わかるようでわからず、よく考えると何かを言ってるようで、何も言っていない。

 

 残念な人事により急にこちらに結論を投げかけられた感じが、この研修が雑に設定されたプロセスを表す気がして、萎えてしまうのだ。

 

■浅いアドバイス

 最後にもうひとつ、がっかり系人事を紹介しよう。採用系の残念な人事に多いのがこのタイプだ。

 

 特に新卒採用では、相手が学生であることもあり、その経験不足に助けられる形で、残念人事の軽薄なアドバイスが繰り広げられてしまう。

 

 主なものをみてみよう。

 

①「キャリアは10年後の自分を思い描いて、そこから逆算してみると良い」


→いまや10年後を予測できるほうが特殊能力で、むしろその超人スキルを活かした仕事をしたほうが良いくらい。また自身が10年前に現在を見通していたかも疑わしい。

 

②何を聞いても「時と場合による」
 

→学生がアドバイスや見解を求めているのに、「いやあ、それはケースバイケースだね」などと正面から回答するのを避けつつ、「自分はもっと考えている感」を出す。
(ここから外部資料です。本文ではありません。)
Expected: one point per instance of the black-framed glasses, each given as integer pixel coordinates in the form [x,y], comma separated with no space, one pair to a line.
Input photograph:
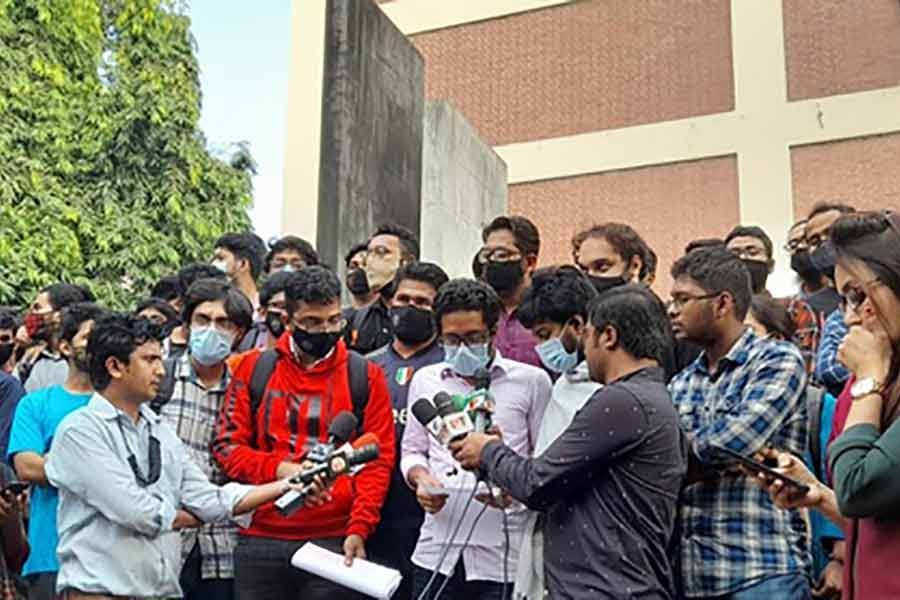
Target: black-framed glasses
[154,459]
[681,301]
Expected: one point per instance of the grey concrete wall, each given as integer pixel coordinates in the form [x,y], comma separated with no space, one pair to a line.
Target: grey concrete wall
[463,188]
[371,144]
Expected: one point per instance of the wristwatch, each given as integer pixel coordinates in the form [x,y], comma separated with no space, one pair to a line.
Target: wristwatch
[864,387]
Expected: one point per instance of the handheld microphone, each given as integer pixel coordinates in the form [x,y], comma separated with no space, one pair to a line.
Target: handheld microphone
[457,423]
[340,462]
[426,414]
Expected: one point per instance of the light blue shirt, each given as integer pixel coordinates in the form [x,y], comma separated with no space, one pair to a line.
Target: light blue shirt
[37,417]
[115,536]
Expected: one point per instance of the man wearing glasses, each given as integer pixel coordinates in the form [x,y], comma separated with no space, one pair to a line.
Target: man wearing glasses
[126,483]
[467,313]
[260,439]
[744,393]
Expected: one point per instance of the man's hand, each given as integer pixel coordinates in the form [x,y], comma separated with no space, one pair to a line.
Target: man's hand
[467,451]
[425,483]
[185,520]
[354,547]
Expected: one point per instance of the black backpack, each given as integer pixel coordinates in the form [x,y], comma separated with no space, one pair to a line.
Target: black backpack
[357,374]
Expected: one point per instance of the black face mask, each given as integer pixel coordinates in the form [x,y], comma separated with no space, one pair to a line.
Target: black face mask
[759,274]
[824,258]
[504,277]
[317,345]
[802,265]
[604,284]
[412,325]
[357,283]
[274,324]
[5,352]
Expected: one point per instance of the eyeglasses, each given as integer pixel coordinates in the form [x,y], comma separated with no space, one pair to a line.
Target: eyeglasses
[681,301]
[855,297]
[154,459]
[313,325]
[471,339]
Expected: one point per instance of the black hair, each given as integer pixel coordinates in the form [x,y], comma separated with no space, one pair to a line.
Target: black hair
[168,288]
[245,246]
[9,318]
[429,273]
[873,238]
[274,284]
[556,294]
[828,206]
[525,232]
[194,271]
[703,243]
[716,269]
[63,294]
[237,305]
[294,244]
[754,232]
[409,242]
[159,305]
[772,315]
[461,295]
[74,315]
[356,249]
[312,285]
[639,319]
[627,243]
[116,335]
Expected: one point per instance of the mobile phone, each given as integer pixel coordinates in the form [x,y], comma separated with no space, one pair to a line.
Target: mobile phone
[758,467]
[14,488]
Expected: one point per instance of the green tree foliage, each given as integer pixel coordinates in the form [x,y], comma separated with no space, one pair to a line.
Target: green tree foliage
[105,178]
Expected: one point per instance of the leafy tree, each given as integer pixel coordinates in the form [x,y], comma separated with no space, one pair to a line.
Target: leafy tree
[105,178]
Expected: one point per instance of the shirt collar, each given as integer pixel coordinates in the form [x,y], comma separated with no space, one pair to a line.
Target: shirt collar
[105,409]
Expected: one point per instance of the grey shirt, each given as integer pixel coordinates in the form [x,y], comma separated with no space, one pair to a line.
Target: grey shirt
[115,536]
[609,486]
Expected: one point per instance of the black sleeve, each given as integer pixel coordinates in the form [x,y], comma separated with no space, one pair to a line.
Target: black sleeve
[611,422]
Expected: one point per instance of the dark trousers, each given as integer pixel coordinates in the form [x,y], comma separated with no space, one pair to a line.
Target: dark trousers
[394,548]
[458,587]
[263,571]
[42,586]
[196,588]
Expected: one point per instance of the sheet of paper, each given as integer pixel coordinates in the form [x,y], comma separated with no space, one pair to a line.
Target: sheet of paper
[364,577]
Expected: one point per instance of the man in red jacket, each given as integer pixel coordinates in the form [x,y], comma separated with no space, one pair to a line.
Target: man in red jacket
[256,442]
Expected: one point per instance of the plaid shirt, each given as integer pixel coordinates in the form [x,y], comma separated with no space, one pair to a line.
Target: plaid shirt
[192,413]
[829,370]
[732,533]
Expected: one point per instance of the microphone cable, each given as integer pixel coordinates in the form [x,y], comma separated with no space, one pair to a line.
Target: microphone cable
[447,545]
[465,543]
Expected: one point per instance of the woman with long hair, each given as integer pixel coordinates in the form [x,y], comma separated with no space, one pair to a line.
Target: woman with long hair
[864,459]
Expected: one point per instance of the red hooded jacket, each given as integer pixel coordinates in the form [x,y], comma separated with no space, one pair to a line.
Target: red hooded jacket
[294,413]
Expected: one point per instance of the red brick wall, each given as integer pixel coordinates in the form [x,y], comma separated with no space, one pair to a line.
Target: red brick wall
[838,47]
[582,67]
[669,205]
[864,172]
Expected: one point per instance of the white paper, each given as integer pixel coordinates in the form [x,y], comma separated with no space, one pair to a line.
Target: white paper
[364,577]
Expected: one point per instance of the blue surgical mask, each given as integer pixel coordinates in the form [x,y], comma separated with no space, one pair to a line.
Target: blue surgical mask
[209,346]
[465,360]
[555,356]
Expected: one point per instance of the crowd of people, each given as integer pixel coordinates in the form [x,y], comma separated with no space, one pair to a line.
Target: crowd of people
[145,450]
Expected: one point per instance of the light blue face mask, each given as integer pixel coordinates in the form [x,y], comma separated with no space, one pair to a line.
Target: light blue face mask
[555,356]
[209,346]
[465,360]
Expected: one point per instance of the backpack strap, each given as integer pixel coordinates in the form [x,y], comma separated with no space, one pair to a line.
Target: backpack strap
[262,372]
[166,386]
[815,397]
[358,375]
実は学生からの質問に内心ドキッとしていて、回答を考える時間稼ぎであったりする。

 

 あげくに「それはケースによるけど、どんなケースを想定しているの?」と逆質問したりして、もうアドバイスの体をなしてもいない。

 

③やけにマウント

 

→新卒面接をしていると「もし合格したら、入社までに何かしておいたほうがいいことはありますか?」と聞かれることがある。

 

 面接官は、「学生時代は時間もあるだろうから、そのときしかできないことをしたらいいよ」などと答える。ここまではよくある話だ。

 

 しかしがっかり人事はここに余計なことを付け加えてしまう。「会社に入ると忙しくて、そんな暇も取れないからね、今だけだよ、今だけ」というようにだ。なぜか愚痴かマウントをとってしまう。

 

 これを聞いた学生の表情は、この場合たいてい苦笑い。なんて答えたらいいのやら。面接の最後がこれでは、入社したい意欲は高まりそうにない。

 

 たいていの会社にある人事部。そのぶん世の中の人事スタッフもいろいろだ。あなたの会社にもそんながっかり人事がいるかもしれない。